はじめに
今年は「忠君愛国」的な視点からの歴史教育の必要性を唱え、青年に対しては「白蟻」のように勇敢に死ぬことを求めた『大正の青年と帝国の前途』(1916年)を徳富蘇峰が発行してからちょうど百年に当たる。
この書については、大正デモクラシーの立役者となった吉野作造(1878~1933)の「蘇峰先生の『大正の青年と帝国の前途』を読む」があるが、この時代のことは遠い昔となっており詳しい内容はあまり知られていない。
一方、この書における「大正の青年」の分析に注目した「新しい歴史教科書を作る会」理事の坂本多加雄氏は、「公的関心の喪失」という明治末期の状況が、「『英雄』観念の退潮と並行している」ことを蘇峰が指摘し得ていたとして高く評価した*1。そして、「若い世代の知識人たち」からは冷遇されたこの書物の発行部数が百万部を越えていることを指摘して、「一般読者の嗜好」には適うものであったとしながら、蘇峰を「巧みな『物語』制作者」であるとし、「そうした『物語』によって提示される『事実』が、今日なお、われわれに様々なことを語りかけてくる」として、蘇峰の歴史観の現代的な意義を強調していた*2。

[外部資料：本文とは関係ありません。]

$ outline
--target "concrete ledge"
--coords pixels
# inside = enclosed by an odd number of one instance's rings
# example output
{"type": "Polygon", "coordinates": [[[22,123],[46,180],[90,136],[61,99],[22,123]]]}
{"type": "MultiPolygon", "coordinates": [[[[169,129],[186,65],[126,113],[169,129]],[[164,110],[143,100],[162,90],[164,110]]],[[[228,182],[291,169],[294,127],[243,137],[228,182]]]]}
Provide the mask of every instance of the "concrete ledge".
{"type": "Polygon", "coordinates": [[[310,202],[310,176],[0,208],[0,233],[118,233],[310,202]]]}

第一次世界大戦の時期に書かれた蘇峰の『大正の青年と帝国の前途』の再評価は、「大正」を「平成」と入れ替えただけで、「グローバリゼーション」の圧力や「テロ」との「新しい戦争」を強調しながら、青少年に対して「愛国心」や戦争への覚悟を求めるような教育改革の方向性と重なっているだろう。
この意味で注目したいのは、安倍首相が今年の参議院選挙では「改憲」を目指すと明言したことである。安倍首相が事務局長を務めた「日本の前途と歴史教育を考える若手議員の会」は、「新しい歴史教科書を作る会」の翌年、1997年に設立されていたが、その名称は蘇峰の『大正の青年と帝国の前途』を強く意識して命名されているように思える。
司馬遼太郎氏の歴史認識に関しては、「『明るい明治』と『暗い昭和』という単純な二項対立史観」であり、「大正史」を欠落させていると厳しく批判されることが多い*3。しかし、本文で詳しく考察するように日露戦争を考察した『坂の上の雲』の後日譚ともいえるような性格をもつ『ひとびとの跫音』(一九七九~八〇)において司馬氏は、子規の死後養子である正岡忠三郎など大正時代に青春を過ごした人々を主人公として描いていた。
それゆえ、「司馬遼太郎の『ひとびとの跫音』と徳富蘇峰の『大正の青年と帝国の前途』――歴史認識と教育の問題をめぐって」と題した本稿では、蘇峰の『大正の青年と帝国の前途』の記述と比較しながら、この小説を詳しく分析することにしたい。この作業をとおして、「日本の前途と歴史教育を考える若手議員の会」を立ち上げた安倍首相の意図にも迫ることができるだろう。
本稿の構成は下記のとおりである。
1、グローバリゼーションとナショナリズム
2、父親の世代と蘇峰・蘆花兄弟の考察――『ひとびとの跫音』の構成をめぐって
3,大正時代と世代間の対立――徳富蘇峰の『大正の青年と帝国の前途』を中心に
4、ナショナリズムの批判――陸羯南と加藤拓川の戦争観と『大正の青年と帝国の前途』
5、治安維持法から日中戦争へ――『大正の青年と帝国の前途』と昭和初期の「別国」への道
6、窓からの風景――「想念のなかで、子規の視線」と合わせる
7、後書きに代えて、司馬遼太郎の不安――「帝国の前途」から「日本の前途」へ
註
*1 坂本多加雄『近代日本精神史論』講談社学術文庫、一九九六年、一二九~一三六頁。
*2 同上、二八九~三一四頁。
*3 中村政則『近現代史をどう見るか――司馬史観を問う』岩波ブックレット、1997年参照。